Drop Columns with Missing Values in Pandas DataFrame
Data cleaning is an essential task in any data analysis process. One common issue that data analysts face is handling missing values in the data set.
In pandas DataFrame, this can be done using the dropna()
function to remove rows or columns containing missing or NA values. In this article, we will focus on removing columns from pandas DataFrame.
We will explore various ways to drop columns based on different criteria. Removing columns with missing or NA values is important because it helps to improve the quality of the data set.
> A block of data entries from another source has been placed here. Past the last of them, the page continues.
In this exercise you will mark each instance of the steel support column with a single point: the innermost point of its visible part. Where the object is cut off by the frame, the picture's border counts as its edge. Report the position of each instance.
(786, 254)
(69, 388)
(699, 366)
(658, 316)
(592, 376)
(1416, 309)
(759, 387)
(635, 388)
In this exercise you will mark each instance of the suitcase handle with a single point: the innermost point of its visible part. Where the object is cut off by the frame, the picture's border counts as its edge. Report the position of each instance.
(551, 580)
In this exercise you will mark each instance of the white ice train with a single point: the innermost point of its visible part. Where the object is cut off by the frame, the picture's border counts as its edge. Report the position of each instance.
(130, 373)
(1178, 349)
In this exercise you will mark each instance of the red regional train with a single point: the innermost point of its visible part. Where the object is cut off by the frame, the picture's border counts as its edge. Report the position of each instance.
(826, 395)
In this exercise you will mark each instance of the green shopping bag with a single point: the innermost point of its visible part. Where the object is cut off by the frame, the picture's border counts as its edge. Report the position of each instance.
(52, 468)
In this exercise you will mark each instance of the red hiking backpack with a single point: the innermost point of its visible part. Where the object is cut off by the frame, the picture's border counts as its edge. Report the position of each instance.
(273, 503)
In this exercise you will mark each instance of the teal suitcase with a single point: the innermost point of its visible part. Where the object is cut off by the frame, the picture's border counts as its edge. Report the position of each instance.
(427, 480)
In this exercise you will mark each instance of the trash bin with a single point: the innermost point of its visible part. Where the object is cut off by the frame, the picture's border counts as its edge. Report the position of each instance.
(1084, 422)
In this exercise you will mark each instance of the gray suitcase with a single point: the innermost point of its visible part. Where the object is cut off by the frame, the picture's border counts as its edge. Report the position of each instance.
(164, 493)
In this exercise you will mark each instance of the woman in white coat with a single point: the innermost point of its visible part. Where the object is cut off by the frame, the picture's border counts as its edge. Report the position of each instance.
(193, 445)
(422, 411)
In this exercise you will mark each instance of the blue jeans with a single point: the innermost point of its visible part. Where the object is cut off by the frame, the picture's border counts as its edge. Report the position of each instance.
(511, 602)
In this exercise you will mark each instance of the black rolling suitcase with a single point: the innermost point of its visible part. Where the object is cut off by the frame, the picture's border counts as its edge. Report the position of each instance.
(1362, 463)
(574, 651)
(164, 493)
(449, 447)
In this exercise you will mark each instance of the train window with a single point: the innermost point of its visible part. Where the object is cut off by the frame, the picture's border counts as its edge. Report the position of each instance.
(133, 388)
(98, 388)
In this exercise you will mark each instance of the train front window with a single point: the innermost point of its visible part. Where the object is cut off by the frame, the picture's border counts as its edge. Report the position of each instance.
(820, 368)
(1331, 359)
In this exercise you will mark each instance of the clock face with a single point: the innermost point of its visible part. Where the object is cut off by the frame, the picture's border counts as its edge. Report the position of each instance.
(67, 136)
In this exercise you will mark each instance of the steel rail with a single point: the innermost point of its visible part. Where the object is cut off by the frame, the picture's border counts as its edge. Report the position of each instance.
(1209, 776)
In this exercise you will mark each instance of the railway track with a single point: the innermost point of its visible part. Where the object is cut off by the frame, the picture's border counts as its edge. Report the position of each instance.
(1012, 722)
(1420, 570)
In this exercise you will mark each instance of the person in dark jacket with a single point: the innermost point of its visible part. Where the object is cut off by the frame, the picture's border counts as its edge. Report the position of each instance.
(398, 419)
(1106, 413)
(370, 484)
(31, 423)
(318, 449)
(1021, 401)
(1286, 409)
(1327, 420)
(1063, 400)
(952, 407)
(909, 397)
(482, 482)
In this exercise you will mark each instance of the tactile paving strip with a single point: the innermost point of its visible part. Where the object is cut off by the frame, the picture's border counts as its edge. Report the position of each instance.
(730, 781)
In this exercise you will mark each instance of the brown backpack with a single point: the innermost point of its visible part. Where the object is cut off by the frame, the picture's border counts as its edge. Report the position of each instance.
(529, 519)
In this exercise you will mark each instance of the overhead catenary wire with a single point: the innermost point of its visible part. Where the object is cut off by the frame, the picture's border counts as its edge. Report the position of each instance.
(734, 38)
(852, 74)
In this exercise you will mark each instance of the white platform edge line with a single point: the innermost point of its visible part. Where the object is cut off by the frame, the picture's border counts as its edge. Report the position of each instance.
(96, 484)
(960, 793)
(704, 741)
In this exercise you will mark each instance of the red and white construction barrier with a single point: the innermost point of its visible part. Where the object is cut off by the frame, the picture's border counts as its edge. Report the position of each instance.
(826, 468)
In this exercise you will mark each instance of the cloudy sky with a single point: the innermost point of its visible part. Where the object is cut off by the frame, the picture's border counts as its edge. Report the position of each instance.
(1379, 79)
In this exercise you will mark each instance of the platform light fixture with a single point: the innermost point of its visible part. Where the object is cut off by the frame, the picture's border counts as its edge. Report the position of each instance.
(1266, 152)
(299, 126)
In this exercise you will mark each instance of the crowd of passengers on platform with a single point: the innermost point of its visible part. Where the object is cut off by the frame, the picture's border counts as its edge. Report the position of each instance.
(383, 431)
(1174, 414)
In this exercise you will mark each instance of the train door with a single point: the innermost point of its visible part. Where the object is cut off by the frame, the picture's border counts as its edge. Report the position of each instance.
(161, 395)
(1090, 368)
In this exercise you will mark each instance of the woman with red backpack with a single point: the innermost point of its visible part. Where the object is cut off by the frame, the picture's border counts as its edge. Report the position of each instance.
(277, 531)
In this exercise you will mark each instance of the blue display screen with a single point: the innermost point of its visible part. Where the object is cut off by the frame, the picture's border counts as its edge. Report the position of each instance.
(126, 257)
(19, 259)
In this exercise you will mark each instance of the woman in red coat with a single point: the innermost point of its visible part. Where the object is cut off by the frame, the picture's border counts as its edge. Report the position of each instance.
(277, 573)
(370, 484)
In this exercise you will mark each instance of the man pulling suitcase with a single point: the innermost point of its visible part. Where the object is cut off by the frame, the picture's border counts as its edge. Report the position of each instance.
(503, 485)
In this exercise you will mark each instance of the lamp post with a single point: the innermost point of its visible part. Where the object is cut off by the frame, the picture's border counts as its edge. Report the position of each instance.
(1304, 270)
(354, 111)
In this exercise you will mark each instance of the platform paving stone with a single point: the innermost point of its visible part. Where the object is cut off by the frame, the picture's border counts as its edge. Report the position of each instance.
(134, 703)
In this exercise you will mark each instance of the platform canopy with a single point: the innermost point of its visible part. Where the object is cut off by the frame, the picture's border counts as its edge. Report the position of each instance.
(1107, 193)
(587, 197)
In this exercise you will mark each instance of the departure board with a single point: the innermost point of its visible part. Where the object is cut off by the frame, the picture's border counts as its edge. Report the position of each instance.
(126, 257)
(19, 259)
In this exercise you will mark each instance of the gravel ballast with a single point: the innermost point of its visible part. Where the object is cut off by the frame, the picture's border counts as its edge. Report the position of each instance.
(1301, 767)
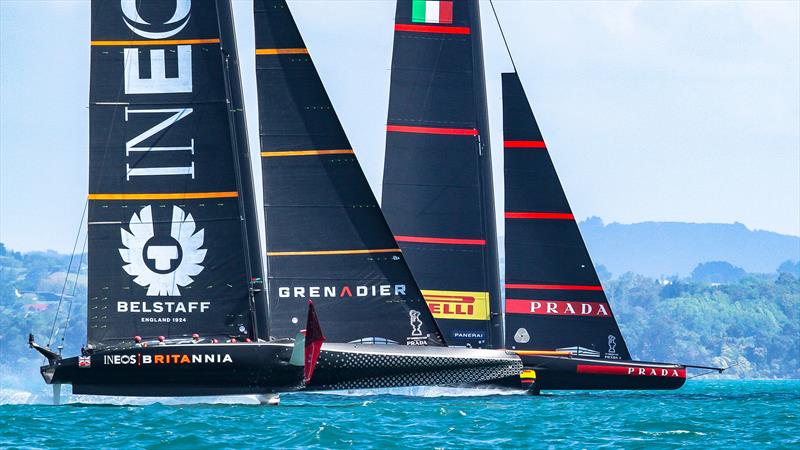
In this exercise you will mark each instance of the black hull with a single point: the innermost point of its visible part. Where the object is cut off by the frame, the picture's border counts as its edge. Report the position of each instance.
(354, 366)
(182, 370)
(263, 368)
(572, 373)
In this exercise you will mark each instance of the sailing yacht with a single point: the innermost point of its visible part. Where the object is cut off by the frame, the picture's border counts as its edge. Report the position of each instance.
(438, 199)
(177, 304)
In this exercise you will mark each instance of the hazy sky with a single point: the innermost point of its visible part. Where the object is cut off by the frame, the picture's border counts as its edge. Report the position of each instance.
(684, 111)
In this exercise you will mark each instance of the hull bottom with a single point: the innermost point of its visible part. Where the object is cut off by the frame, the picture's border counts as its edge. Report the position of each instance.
(578, 373)
(265, 368)
(181, 370)
(358, 366)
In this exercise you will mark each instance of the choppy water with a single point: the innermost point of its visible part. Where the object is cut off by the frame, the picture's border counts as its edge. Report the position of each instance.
(727, 414)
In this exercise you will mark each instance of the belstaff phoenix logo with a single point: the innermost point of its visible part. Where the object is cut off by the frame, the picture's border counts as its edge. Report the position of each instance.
(162, 263)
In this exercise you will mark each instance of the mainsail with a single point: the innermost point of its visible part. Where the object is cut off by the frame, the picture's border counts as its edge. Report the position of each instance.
(554, 299)
(437, 183)
(171, 226)
(327, 239)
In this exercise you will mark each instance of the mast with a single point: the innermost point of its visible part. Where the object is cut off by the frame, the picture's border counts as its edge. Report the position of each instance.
(492, 262)
(327, 239)
(437, 182)
(259, 306)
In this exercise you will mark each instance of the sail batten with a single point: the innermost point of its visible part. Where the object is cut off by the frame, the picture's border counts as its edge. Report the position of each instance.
(554, 299)
(327, 239)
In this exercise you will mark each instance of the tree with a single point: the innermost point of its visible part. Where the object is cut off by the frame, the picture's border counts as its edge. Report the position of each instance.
(721, 272)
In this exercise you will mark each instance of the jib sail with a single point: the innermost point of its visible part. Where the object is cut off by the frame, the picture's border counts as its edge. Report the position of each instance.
(326, 237)
(554, 299)
(437, 182)
(168, 249)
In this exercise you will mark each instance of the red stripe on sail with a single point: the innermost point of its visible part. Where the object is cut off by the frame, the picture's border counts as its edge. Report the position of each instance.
(432, 240)
(529, 215)
(524, 144)
(634, 371)
(432, 130)
(554, 287)
(431, 29)
(445, 12)
(557, 308)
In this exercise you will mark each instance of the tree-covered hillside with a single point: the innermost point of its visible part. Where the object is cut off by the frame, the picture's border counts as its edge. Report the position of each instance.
(752, 321)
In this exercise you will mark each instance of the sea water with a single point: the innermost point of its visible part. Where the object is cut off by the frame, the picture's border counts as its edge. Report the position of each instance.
(717, 414)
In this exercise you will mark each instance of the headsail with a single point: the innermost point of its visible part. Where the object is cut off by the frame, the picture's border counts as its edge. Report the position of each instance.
(167, 246)
(327, 239)
(437, 182)
(554, 299)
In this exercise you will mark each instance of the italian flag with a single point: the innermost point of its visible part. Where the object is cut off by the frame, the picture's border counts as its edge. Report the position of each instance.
(432, 11)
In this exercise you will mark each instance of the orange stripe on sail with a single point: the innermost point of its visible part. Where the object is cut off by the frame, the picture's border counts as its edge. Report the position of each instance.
(281, 51)
(307, 153)
(166, 196)
(335, 252)
(157, 42)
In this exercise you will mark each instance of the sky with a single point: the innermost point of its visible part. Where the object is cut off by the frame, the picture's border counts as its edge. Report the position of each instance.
(665, 111)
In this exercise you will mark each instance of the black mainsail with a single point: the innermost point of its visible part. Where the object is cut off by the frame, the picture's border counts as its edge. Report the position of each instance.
(557, 315)
(554, 299)
(169, 180)
(437, 182)
(327, 239)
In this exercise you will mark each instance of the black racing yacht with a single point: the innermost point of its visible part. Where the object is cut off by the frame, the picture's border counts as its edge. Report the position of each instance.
(439, 201)
(176, 300)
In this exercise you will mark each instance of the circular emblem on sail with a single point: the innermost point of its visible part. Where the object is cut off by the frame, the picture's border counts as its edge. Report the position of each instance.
(522, 336)
(162, 263)
(140, 26)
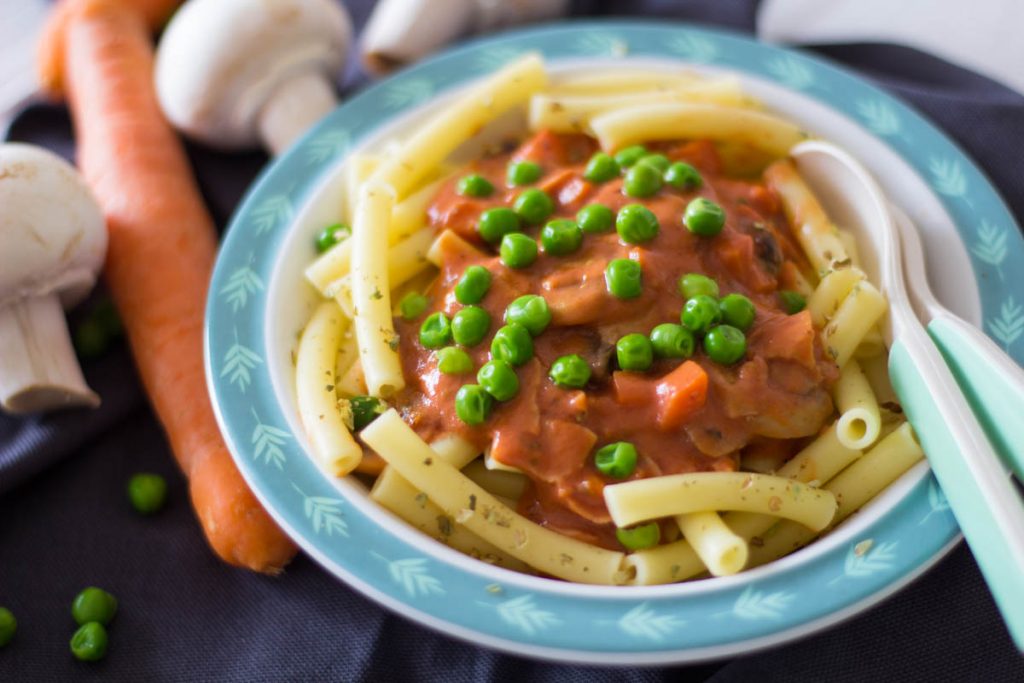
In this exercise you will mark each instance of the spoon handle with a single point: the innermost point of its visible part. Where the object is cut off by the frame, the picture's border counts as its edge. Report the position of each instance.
(992, 382)
(981, 495)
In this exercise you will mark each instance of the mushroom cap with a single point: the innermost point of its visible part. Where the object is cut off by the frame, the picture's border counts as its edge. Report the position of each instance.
(220, 60)
(52, 232)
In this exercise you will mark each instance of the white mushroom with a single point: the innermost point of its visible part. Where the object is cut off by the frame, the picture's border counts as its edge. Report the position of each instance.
(402, 31)
(52, 244)
(235, 73)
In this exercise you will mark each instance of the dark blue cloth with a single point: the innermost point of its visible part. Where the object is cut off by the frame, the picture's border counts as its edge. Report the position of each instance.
(184, 615)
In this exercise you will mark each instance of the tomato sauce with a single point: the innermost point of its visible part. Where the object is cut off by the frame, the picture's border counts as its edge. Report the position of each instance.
(774, 397)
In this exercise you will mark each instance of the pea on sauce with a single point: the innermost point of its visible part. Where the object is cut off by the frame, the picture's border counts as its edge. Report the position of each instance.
(771, 397)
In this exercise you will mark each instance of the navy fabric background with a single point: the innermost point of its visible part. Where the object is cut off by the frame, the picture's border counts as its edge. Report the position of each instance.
(65, 522)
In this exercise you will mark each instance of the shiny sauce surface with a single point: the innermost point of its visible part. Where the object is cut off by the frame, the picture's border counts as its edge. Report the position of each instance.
(773, 399)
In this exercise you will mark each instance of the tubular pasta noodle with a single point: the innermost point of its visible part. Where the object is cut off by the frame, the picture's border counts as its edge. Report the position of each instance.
(348, 354)
(352, 383)
(862, 307)
(408, 218)
(830, 292)
(859, 420)
(719, 548)
(372, 293)
(816, 233)
(817, 463)
(664, 564)
(877, 372)
(483, 514)
(641, 500)
(850, 245)
(857, 484)
(569, 114)
(439, 136)
(871, 345)
(673, 121)
(399, 497)
(406, 260)
(315, 386)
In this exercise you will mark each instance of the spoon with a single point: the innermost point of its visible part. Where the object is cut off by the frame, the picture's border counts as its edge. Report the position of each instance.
(991, 380)
(981, 495)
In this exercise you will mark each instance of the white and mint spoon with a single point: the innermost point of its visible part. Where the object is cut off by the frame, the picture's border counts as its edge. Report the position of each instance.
(981, 494)
(991, 380)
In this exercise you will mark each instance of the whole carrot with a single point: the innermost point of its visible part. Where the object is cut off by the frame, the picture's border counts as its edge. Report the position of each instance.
(160, 259)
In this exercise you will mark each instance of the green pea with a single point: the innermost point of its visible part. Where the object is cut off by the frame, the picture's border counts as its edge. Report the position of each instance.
(601, 168)
(454, 360)
(634, 351)
(595, 218)
(571, 372)
(470, 326)
(93, 604)
(496, 223)
(413, 305)
(659, 162)
(616, 460)
(636, 223)
(560, 237)
(473, 404)
(513, 344)
(629, 156)
(435, 331)
(725, 344)
(642, 180)
(624, 278)
(474, 185)
(523, 173)
(529, 310)
(90, 339)
(534, 206)
(694, 284)
(737, 310)
(331, 236)
(365, 411)
(147, 494)
(89, 642)
(700, 313)
(473, 285)
(672, 341)
(704, 217)
(517, 250)
(793, 302)
(639, 538)
(683, 176)
(8, 626)
(498, 379)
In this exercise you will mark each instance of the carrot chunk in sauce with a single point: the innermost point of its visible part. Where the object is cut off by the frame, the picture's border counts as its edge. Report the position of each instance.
(681, 393)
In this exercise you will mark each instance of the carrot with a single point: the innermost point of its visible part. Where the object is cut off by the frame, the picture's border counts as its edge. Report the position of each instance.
(51, 49)
(162, 247)
(631, 389)
(680, 394)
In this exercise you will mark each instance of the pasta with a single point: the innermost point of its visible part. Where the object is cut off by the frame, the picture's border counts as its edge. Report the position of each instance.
(318, 407)
(501, 346)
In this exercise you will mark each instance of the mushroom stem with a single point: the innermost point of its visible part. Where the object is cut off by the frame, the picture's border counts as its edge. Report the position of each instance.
(293, 108)
(38, 368)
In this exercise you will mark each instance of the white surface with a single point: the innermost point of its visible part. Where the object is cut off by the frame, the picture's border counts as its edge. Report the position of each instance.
(20, 22)
(982, 36)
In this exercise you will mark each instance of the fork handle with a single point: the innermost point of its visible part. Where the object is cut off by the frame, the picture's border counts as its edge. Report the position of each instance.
(981, 495)
(992, 382)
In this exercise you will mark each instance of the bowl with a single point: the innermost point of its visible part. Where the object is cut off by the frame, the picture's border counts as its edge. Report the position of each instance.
(259, 302)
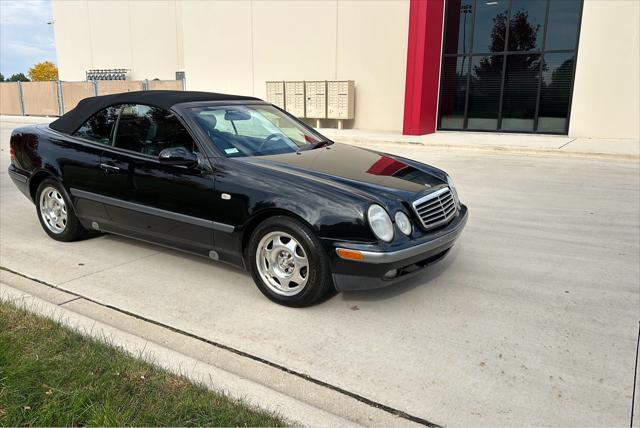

It reduces the risk of producing biased results or erroneous interpretations due to incomplete or incorrect data. Pandas provide different ways to deal with missing values, we will explore them one by one.
1. Drop Column Where at Least One Value is Missing
The first approach to drop a column with missing values is the simplest one, use the dropna()
function with axis
set to ‘columns’. For example, consider the following DataFrame.
import pandas as pd
import numpy as np
data = {'A': [1, 2, np.nan, 4],
'B': [5, np.nan, 7, np.nan],
'C': [np.nan, 10, 11, 12]}
df = pd.DataFrame(data)
print(df)
A B C
0 1.0 5.0 NaN
1 2.0 NaN 10.0
2 NaN 7.0 11.0
3 4.0 NaN 12.0
To drop column ‘B’ which contains missing values, simply call the dropna()
function with axis='columns'
.
df.dropna(axis='columns', inplace=True)
print(df)
A
0 1.0
1 2.0
2 NaN
3 4.0
2. Drop Column Where All Values are Missing
The second approach is to drop a column when all values are missing. This can be done by using the how
parameter with the value set to ‘all’.
df = pd.DataFrame(data)
df.dropna(axis='columns', how='all', inplace=True)
print(df)
A B C
0 1.0 5.0 NaN
1 2.0 NaN 10.0
2 NaN 7.0 11.0
3 4.0 NaN 12.0
Notice that column ‘C’ remains because it has at least one non-missing value.
3. Drop Column with the Number of NA
The third approach is to keep columns based on a threshold number of non-missing values. This can be done using the thresh
parameter.
For example, to keep columns that have at least 3 non-NA values, we can set thresh=3
.
df = pd.DataFrame(data)
df.dropna(axis='columns', thresh=3, inplace=True)
print(df)
B C
0 5.0 NaN
1 NaN 10.0
2 7.0 11.0
3 NaN 12.0
Columns ‘A’, ‘B’, and ‘C’ have 3, 2, and 3 non-missing values, respectively. Only column ‘B’ and ‘C’ have at least 3 non-missing values, so column ‘A’ is dropped.
4. Drop NA from Defined Rows
The fourth approach is to drop columns only if the missing value occurs in specific rows. This can be done using the subset
parameter.
For example, to drop column ‘B’ only if it has a missing value in rows 0 or 3, we can set subset=['B']
and call dropna
with a subset
parameter.
df = pd.DataFrame(data)
df.dropna(axis='columns', subset=['B'], inplace=True, how='any', thresh=None, subset=None)
print(df)
A C
0 1.0 NaN
1 2.0 10.0
2 NaN 11.0
3 4.0 12.0
Only column ‘B’ was removed because it has missing values in rows 0 and 3.
5. Drop Column with Missing Values in Place
Finally, there is also an option to update the original DataFrame in place by using the inplace
parameter in the dropna
function. For example:
df = pd.DataFrame(data)
df.dropna(axis='columns', inplace=True)
print(df)
A
0 1.0
1 2.0
2 NaN
3 4.0
The original DataFrame has been modified and now only contains the remaining column ‘A’.
Conclusion
In summary, there are different ways to remove columns with missing or NA values in pandas DataFrame. By using the dropna()
function with different parameters such as axis
, how
, thresh
, subset
, and inplace
, we can customize our data cleaning process to fit our specific needs.
It is important to remember that removing columns should be done thoughtfully, and the impact on the overall analysis and result should be considered before removing any columns. In conclusion, this article focused on removing columns with missing or NA values in pandas DataFrames.
We explored various ways to use the dropna()
function to drop columns based on different criteria such as missing values, empty columns, defined rows, and a threshold number of non-missing values. The importance of data cleaning to improve the quality and validity of the final analysis was emphasized.
It is crucial to handle missing values thoughtfully and consider their impact on the overall analysis and result before removing any columns. Nevertheless, using the dropna()
function with pandas allows us to customize our data cleaning process and improve the quality of our data set.